Historically, research based both in vitro cell culture and in vivo models have been extremely useful to advance our knowledge on infectious disease process. However, there are a significant gap in complexity between the highly controlled reductionist traditional in vitro cell cultures and the largely undefined, but relevant variability encompassing in vivo animal models.

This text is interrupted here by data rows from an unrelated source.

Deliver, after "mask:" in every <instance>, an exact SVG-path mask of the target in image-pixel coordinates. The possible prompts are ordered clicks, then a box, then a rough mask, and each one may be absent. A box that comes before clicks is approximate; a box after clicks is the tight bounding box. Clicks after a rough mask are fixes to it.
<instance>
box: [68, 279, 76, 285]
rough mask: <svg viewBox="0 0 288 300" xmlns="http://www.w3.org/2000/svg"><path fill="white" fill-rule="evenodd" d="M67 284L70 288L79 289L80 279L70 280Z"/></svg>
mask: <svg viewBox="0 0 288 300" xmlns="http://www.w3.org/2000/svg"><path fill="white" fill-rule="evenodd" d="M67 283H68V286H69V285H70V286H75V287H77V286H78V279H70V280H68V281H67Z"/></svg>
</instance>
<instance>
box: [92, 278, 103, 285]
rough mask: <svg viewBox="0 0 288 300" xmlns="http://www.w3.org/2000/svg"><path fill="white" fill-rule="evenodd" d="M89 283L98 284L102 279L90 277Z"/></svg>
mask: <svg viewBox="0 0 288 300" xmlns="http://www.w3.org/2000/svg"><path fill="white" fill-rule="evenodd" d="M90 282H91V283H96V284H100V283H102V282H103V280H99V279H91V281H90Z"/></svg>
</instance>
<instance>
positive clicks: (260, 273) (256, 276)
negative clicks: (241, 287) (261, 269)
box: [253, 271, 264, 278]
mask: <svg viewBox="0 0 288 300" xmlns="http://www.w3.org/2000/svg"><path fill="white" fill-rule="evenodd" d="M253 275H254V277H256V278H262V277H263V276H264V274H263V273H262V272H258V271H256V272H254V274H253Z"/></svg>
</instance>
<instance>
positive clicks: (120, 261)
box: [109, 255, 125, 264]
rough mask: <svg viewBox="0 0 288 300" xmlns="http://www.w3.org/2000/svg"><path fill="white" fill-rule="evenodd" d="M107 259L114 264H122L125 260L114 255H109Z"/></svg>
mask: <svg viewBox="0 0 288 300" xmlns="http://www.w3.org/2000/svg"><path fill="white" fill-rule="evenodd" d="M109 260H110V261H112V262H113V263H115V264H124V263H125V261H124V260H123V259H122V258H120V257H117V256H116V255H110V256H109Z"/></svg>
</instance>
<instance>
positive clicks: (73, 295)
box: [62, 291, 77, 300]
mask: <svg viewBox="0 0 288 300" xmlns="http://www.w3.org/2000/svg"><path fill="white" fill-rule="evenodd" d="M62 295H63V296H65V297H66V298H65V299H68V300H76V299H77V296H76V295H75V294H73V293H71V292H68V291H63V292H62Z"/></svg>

In recent years, stem cell research has made significant progress towards establishing ex vivo culture models (“organoids”) that mimic biologically and physiologically the original tissue/organ in vivo, thus contributing in the advancement of translational and biomedical research.


Respiratory model

Respiratory epithelial cell cultures growing at the air-liquid interface can resemble the natural respiratory tract pseudostratified epithelium of the host, including the corresponding cell lineages (ciliated and non-ciliated epithelial cells, goblet cells, M cells) and functionality (mucociliary apparatus, innate immune response). These cultures have a self-life of 8 weeks; can be sub-cultured, and cryo-preserved without any differences in cell differentiation/morphology.

Intestinal model

Intestinal crypt stem cells derived from different regions of the small and large intestine can grow in Matrigel or Transwell inserts, and differentiate into self-renewal intestine-like 3D cultures or enteroids (“mini-guts”) that recapitulate the in vivo intestinal epithelium with most of its cell lineage composition (enterocytes, goblet cells, enteroendocrine cells, Paneth cells) and functionality. These cultures can be frozen in liquid nitrogen, thawed and sub-cultured without losing viability.



Disease modeling, pathogen-host interaction studies, differentiation studies, drug discovery/response and pharmacological applications, cancer research, gene and protein expression studies, cell behavior, proliferation and cell-cycle studies, cell adhesion and signaling studies, apoptosis, microenvironment studies, cell and tissue physiology applications, cell adhesion and signaling studies, cell motility studies, cell morphology and tissue architecture as co-cultures.